Dallas Area Rapid Transit will soon launch a pilot program to offer services to vagrants, homeless riders, and passengers suffering from severe mental illness.

The Dallas Area Rapid Transit (DART) Cares program will cost taxpayers $1.6 million. It will consist of four teams, each of which will include a paramedic, a behavioral health clinician, and a DART police officer.

Two teams will be mobile, operating between platforms and stations, while the other two will patrol the rail system itself. The rail teams will be equipped to offer virtual access to services for homeless people, including veterans services and housing referrals.

“DART’s always been concerned and been trying to help those who are experiencing homelessness,” said Brad Cummings, vice president of business services for DART, as reported by KERA News.

“Our board and our CEO have established over the last few years a really large drive to increase the safety, reliability and cleanliness at our system and have been able to put money where that purpose is,” he said.

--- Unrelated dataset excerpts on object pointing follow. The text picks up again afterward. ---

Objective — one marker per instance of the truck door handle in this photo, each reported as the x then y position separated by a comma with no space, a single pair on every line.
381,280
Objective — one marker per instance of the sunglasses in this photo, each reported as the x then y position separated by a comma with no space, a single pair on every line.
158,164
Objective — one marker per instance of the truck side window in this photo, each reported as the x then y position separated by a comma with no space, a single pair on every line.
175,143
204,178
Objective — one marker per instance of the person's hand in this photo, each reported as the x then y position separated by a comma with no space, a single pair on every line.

“We really wanted to help those who are experiencing homelessness or behavioral health concerns get access to the tools and resources that exist in the community to help and assist them instead of utilizing DART as just the place to be,” Cummings added.

As previously reported by The Dallas Express, DART trains have been awash with vagrancy and rampant drug use. DART riders have even documented other passengers openly using what appeared to be heroin on a train.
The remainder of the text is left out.